米国政府が韓国政府に「ファーウェイ(華為技術)ボイコット」に参加するよう要求したことから、韓国が米中の「板挟み」になるのではとの懸念が広がっている。韓国政府は米国の要求に対してひとまず、「ファーウェイと韓国の民間企業の間の取引に介入するのは難しい」という原則的な見解を示したが、トランプ政権の勢いからすると、現在の姿勢を維持することができるかどうかは未知数だと見られている。

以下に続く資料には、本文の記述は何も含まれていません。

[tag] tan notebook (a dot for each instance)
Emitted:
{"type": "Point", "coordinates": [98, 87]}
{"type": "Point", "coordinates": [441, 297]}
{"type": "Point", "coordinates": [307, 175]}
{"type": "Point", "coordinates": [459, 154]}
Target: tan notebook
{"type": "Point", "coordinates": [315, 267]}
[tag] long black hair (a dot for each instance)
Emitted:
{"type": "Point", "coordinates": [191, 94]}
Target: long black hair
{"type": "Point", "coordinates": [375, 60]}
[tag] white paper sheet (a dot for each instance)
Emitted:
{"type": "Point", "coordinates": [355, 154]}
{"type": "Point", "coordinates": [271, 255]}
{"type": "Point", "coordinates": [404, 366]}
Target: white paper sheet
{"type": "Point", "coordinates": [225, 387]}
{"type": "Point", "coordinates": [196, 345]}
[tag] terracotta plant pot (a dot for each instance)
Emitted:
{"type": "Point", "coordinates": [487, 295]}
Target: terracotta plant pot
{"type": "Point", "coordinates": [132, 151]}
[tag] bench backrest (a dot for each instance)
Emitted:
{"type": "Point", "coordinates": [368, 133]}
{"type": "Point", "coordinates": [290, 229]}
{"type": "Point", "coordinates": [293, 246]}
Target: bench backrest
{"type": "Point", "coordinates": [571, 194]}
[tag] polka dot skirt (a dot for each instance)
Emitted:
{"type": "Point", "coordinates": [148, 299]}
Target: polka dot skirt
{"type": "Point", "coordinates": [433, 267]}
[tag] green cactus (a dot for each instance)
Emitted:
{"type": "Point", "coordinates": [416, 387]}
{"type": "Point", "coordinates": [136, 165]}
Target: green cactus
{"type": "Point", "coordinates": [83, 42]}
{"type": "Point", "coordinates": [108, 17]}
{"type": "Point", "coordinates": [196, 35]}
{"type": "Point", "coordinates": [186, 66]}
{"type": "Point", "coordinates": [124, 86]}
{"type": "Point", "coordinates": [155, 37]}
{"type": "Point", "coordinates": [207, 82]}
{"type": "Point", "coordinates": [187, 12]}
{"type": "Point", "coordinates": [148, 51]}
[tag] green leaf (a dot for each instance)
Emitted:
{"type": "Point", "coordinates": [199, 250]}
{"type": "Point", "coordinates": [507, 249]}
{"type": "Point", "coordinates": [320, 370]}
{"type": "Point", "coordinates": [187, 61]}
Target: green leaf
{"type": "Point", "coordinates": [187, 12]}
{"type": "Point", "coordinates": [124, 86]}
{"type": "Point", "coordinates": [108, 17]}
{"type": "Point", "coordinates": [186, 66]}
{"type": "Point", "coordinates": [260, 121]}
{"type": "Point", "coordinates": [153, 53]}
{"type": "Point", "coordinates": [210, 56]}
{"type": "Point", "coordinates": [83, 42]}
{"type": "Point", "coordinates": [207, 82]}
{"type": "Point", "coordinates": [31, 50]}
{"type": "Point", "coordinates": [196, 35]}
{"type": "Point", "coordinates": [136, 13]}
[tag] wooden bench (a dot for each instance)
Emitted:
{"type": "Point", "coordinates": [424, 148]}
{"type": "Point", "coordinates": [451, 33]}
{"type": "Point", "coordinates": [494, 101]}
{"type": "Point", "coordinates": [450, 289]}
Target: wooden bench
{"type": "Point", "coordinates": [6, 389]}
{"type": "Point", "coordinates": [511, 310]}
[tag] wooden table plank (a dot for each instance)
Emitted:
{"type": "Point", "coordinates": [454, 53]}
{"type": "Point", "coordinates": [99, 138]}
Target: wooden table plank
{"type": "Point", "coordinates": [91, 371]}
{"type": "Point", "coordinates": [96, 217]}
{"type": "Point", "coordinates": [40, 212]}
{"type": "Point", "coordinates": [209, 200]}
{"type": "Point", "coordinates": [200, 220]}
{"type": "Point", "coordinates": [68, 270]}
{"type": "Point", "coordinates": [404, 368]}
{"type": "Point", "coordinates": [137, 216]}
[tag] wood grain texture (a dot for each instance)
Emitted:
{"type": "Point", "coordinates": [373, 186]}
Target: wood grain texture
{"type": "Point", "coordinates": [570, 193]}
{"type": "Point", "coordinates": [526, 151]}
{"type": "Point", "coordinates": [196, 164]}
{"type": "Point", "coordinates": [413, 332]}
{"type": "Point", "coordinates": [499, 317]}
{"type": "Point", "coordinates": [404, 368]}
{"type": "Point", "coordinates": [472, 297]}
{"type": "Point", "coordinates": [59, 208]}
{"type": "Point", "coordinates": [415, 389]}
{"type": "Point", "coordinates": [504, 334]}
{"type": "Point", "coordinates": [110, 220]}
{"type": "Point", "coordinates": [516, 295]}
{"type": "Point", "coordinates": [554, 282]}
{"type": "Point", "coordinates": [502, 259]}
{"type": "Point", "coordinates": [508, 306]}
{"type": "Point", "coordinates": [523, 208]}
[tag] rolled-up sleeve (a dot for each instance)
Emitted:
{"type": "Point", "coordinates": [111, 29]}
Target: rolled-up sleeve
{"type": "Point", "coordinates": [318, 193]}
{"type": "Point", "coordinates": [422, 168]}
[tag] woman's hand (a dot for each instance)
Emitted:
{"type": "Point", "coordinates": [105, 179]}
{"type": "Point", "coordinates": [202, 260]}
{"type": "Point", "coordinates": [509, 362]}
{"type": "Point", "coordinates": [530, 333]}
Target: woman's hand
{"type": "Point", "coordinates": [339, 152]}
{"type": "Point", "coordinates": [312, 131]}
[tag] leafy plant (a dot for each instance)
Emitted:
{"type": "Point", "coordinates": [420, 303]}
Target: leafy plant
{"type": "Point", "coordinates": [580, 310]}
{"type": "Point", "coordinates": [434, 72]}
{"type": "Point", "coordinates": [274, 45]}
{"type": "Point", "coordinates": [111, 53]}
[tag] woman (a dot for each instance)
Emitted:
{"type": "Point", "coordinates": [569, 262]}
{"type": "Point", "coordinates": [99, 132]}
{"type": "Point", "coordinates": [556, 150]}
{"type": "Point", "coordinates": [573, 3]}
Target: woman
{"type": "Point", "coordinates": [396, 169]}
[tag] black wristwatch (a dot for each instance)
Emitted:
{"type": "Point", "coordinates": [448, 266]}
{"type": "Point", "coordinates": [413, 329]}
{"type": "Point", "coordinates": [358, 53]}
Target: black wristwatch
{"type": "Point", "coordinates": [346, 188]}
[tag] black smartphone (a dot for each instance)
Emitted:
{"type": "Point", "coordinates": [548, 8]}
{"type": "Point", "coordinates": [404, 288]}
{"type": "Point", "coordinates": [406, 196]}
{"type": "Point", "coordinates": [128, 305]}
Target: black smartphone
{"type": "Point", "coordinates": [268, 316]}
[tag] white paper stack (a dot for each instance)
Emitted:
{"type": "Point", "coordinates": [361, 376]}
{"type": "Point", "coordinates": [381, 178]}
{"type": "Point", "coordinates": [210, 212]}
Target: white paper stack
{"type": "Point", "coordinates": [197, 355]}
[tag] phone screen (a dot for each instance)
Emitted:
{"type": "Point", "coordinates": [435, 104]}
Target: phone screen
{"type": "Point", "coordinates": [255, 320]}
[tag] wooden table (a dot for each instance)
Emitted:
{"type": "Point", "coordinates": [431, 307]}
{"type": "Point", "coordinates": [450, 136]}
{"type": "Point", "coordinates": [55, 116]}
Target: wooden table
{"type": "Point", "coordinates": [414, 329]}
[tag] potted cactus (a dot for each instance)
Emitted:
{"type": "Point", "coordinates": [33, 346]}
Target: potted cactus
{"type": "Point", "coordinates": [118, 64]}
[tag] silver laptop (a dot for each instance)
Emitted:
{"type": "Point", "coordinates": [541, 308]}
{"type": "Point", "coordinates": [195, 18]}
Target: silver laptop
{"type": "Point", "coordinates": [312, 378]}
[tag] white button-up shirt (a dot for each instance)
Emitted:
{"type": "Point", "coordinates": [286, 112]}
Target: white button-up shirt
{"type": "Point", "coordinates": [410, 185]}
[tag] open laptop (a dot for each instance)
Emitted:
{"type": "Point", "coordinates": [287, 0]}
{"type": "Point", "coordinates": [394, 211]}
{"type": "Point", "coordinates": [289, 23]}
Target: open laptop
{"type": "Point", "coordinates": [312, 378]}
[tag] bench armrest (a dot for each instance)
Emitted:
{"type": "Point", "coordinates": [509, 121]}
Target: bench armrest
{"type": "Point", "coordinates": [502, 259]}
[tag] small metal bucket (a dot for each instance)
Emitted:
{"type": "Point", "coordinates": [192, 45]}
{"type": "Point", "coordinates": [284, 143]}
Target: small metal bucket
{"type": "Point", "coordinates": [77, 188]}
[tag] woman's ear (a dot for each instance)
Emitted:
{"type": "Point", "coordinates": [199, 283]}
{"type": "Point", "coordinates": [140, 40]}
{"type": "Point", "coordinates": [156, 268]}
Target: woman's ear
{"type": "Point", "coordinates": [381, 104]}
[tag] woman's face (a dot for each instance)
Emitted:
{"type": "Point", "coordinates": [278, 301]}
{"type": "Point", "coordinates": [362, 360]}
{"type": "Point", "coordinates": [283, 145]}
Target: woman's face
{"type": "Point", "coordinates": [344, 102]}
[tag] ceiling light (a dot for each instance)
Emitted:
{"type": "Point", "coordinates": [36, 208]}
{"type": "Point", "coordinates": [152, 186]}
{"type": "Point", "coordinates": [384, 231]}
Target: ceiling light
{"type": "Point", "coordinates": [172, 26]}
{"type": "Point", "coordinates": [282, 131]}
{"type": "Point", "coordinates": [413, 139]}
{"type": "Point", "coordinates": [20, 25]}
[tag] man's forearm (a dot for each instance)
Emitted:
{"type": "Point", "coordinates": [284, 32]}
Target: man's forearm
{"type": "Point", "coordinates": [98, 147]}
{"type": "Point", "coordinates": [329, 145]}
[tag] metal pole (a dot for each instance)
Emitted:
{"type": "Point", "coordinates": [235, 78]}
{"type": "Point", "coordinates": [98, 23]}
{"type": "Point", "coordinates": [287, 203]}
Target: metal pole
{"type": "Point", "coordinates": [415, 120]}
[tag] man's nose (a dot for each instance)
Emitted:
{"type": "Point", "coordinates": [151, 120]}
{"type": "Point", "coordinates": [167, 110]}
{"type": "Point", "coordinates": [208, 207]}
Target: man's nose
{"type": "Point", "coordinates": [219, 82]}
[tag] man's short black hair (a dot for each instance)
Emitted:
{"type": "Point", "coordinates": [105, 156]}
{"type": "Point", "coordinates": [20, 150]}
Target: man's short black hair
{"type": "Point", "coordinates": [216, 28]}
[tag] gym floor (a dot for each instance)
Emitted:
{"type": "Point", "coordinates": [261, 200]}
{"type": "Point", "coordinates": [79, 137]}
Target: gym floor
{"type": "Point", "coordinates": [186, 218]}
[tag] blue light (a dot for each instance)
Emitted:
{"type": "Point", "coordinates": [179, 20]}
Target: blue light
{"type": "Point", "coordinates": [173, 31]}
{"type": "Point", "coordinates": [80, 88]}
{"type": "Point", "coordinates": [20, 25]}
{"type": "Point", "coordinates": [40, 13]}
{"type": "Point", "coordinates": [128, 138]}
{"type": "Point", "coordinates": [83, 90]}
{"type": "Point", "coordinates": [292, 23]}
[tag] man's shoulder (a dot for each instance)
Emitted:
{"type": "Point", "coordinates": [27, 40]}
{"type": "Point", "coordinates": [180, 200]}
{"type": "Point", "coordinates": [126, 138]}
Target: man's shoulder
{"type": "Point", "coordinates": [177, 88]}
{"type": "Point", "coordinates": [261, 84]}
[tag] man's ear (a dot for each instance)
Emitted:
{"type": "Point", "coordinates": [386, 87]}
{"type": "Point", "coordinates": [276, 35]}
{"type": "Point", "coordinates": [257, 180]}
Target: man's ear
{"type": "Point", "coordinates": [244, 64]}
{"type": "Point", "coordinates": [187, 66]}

(1)「米国の「インド・太平洋戦略」に協力する日本やオーストラリアなどが「反ファーウェイ戦線」に参加する中、米国が「同盟国」韓国政府を相手に「味方になれ」と圧力を加える可能性が高いということだ。このほどワシントンを訪問した外交消息筋は「ファーウェイに対する韓国政府の見解や、(ファーウェイ社の通信機器を使っている)LGについて聞く人が多かった。米国側が強固な同盟の尺度をもってこの問題を追求してくる可能性もある」と語った」
米国が、反ファーウェイ対策を打ち出しているのは、2つの側面からだ。ファーウェイ製品を買わないことと、米企業がファーウェイへ製品とソフトを売らないことだ。この後者の規制で、ファーウェイ製品は出荷できない事態になるから、中国がファーウェイ製品を押しつける意味がない。韓国では、この点を誤解している。仮に、ファーウェイ製品を買えと圧力をかけてきたならば、「サムスン製品」で対抗するくらいの気迫を持たないでどうするのだ。

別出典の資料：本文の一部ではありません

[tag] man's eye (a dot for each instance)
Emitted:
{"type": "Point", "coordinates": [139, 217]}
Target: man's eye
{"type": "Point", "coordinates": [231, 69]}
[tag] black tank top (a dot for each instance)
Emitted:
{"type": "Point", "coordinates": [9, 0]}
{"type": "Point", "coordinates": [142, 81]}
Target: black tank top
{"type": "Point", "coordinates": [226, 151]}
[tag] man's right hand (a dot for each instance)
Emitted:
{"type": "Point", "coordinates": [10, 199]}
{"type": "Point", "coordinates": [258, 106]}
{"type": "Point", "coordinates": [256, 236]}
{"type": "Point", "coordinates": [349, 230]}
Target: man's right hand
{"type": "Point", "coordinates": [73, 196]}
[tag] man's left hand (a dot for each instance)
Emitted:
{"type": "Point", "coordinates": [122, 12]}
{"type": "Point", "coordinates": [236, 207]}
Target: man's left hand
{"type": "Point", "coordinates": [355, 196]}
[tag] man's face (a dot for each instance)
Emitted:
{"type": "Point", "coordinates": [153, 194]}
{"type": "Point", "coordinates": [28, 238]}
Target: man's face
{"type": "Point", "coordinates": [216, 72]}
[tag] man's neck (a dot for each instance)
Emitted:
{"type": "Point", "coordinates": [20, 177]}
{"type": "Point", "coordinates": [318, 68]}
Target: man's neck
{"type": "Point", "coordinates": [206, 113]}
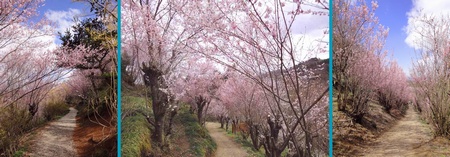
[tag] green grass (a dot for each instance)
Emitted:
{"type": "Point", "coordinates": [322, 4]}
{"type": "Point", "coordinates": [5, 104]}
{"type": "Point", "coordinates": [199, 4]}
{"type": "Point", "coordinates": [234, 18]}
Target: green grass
{"type": "Point", "coordinates": [247, 145]}
{"type": "Point", "coordinates": [201, 144]}
{"type": "Point", "coordinates": [135, 129]}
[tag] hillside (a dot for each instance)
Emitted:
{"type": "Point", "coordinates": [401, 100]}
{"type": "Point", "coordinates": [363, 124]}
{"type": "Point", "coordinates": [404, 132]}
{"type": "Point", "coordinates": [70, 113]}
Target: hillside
{"type": "Point", "coordinates": [188, 137]}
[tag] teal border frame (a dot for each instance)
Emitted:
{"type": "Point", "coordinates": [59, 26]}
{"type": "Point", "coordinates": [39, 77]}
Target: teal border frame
{"type": "Point", "coordinates": [330, 84]}
{"type": "Point", "coordinates": [119, 80]}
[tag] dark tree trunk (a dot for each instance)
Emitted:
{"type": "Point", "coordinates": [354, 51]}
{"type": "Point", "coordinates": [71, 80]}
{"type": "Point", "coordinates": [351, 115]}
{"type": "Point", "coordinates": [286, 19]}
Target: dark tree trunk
{"type": "Point", "coordinates": [153, 79]}
{"type": "Point", "coordinates": [271, 138]}
{"type": "Point", "coordinates": [222, 121]}
{"type": "Point", "coordinates": [201, 103]}
{"type": "Point", "coordinates": [254, 136]}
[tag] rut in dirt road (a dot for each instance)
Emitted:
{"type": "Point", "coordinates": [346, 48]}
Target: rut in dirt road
{"type": "Point", "coordinates": [56, 138]}
{"type": "Point", "coordinates": [402, 139]}
{"type": "Point", "coordinates": [226, 147]}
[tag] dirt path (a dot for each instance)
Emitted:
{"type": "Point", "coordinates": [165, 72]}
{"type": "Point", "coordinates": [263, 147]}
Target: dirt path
{"type": "Point", "coordinates": [226, 147]}
{"type": "Point", "coordinates": [56, 138]}
{"type": "Point", "coordinates": [402, 139]}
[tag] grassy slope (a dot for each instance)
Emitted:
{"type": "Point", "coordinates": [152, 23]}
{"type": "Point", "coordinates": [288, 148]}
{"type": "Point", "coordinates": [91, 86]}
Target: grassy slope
{"type": "Point", "coordinates": [350, 137]}
{"type": "Point", "coordinates": [188, 139]}
{"type": "Point", "coordinates": [135, 129]}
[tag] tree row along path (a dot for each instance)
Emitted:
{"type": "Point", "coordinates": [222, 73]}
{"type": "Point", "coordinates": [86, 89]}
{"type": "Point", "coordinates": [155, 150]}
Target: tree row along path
{"type": "Point", "coordinates": [403, 138]}
{"type": "Point", "coordinates": [225, 145]}
{"type": "Point", "coordinates": [56, 138]}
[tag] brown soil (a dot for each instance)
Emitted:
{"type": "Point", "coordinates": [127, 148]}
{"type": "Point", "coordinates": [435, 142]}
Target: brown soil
{"type": "Point", "coordinates": [93, 139]}
{"type": "Point", "coordinates": [226, 147]}
{"type": "Point", "coordinates": [55, 138]}
{"type": "Point", "coordinates": [409, 137]}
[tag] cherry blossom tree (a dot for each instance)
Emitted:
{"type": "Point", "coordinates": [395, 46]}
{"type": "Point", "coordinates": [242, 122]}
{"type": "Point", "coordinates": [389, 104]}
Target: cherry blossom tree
{"type": "Point", "coordinates": [255, 39]}
{"type": "Point", "coordinates": [27, 69]}
{"type": "Point", "coordinates": [431, 75]}
{"type": "Point", "coordinates": [199, 86]}
{"type": "Point", "coordinates": [357, 42]}
{"type": "Point", "coordinates": [153, 35]}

(2)「だからといって米国の要求に応じれば、その後に予想される中国側の反発が無視できなくなる。韓国の中国向け輸出の割合は米国・欧州連合(EU)・日本を合わせた割合よりも多く、韓国経済における中国の依存度はかなりの水準に達している。2017年に韓国は中国に対し1421億ドル(約15兆6700億円)相当を輸出し、輸出全体の24.8%を占めた。外交消息筋は「終末高高度防衛ミサイル(THAAD)配備の報復時、中国は米国の代わりに「弱いつながり」である韓国をたたいた。今回の事案で中国の報復措置はTHAAD配備時よりもはるかに強まる可能性が高い」とした。現代経済研究院は、THAAD報復の影響で2017年の1年間に韓国が受けた直接・間接的被害を最小で8兆5000億ウォン(約7860億円)と推算している」
日本のように、日米同盟の強固さを誇っていれば、中国は付け入る隙がないから諦めている。韓国もフラフラしないで、韓米同盟を高らかに強調することである。ところが、「事大主義」で中国の意向を忖度する動きをしてきたから軽く見られている。この際、腹を決めて対応すべきである。「米韓一体感」を見せれば、政経分離がスムースにいく。

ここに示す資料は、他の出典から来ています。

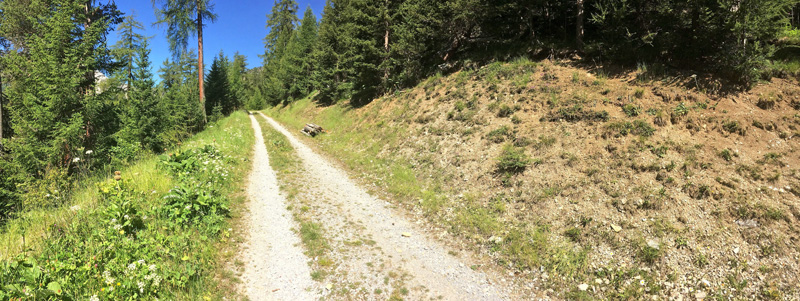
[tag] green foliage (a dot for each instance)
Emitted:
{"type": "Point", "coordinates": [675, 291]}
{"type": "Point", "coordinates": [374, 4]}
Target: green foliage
{"type": "Point", "coordinates": [217, 88]}
{"type": "Point", "coordinates": [631, 110]}
{"type": "Point", "coordinates": [513, 159]}
{"type": "Point", "coordinates": [638, 127]}
{"type": "Point", "coordinates": [499, 135]}
{"type": "Point", "coordinates": [126, 249]}
{"type": "Point", "coordinates": [64, 53]}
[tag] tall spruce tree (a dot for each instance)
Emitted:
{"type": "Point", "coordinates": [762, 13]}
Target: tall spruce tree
{"type": "Point", "coordinates": [329, 77]}
{"type": "Point", "coordinates": [126, 47]}
{"type": "Point", "coordinates": [298, 61]}
{"type": "Point", "coordinates": [236, 80]}
{"type": "Point", "coordinates": [281, 26]}
{"type": "Point", "coordinates": [52, 95]}
{"type": "Point", "coordinates": [184, 18]}
{"type": "Point", "coordinates": [143, 119]}
{"type": "Point", "coordinates": [218, 88]}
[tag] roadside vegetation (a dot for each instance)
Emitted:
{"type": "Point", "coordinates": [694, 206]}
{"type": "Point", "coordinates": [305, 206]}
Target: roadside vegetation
{"type": "Point", "coordinates": [625, 204]}
{"type": "Point", "coordinates": [156, 229]}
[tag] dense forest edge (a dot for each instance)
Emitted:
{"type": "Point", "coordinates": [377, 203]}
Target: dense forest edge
{"type": "Point", "coordinates": [74, 109]}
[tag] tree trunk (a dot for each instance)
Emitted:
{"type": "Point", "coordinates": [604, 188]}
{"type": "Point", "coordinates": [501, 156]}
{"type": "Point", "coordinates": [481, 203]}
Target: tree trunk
{"type": "Point", "coordinates": [579, 24]}
{"type": "Point", "coordinates": [200, 68]}
{"type": "Point", "coordinates": [386, 42]}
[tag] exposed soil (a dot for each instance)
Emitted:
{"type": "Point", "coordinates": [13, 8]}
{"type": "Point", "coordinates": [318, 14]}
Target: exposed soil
{"type": "Point", "coordinates": [275, 267]}
{"type": "Point", "coordinates": [668, 190]}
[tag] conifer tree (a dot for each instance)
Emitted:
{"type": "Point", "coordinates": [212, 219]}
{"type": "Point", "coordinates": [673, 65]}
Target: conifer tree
{"type": "Point", "coordinates": [144, 118]}
{"type": "Point", "coordinates": [183, 18]}
{"type": "Point", "coordinates": [52, 100]}
{"type": "Point", "coordinates": [298, 61]}
{"type": "Point", "coordinates": [236, 80]}
{"type": "Point", "coordinates": [218, 89]}
{"type": "Point", "coordinates": [330, 77]}
{"type": "Point", "coordinates": [126, 48]}
{"type": "Point", "coordinates": [281, 25]}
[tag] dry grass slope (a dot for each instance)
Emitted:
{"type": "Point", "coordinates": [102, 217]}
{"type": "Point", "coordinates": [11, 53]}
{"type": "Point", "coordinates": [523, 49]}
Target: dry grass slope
{"type": "Point", "coordinates": [633, 187]}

豪州やニュージーランドを見るがいい。対中貿易の依存度は高いが、敢然として米国との同盟関係を重視している。韓国のように利益になると思えば中国に付くような「コウモリ的態度」が、中国から甘く見られる原因をつくっているのだ。中国という国は、相手が甘いと見ればどこまでも付け入る国である。毅然と対応すること。日本・豪州・ニュージーランドの外交姿勢を参考にすべきだ。
コメント
韓国の要請で訪韓するトランプ大統領は、当然のことながら更なるお土産を要求するでしょうね。
教養のある人は表舞台に立たない。その他大勢で、自己顕示欲の強烈な人たち(労組と市民団体)が大声を張り上げるので、煩わしいのでしょう。立派な人はいるはずですが、この人たちは声を挙げないのです。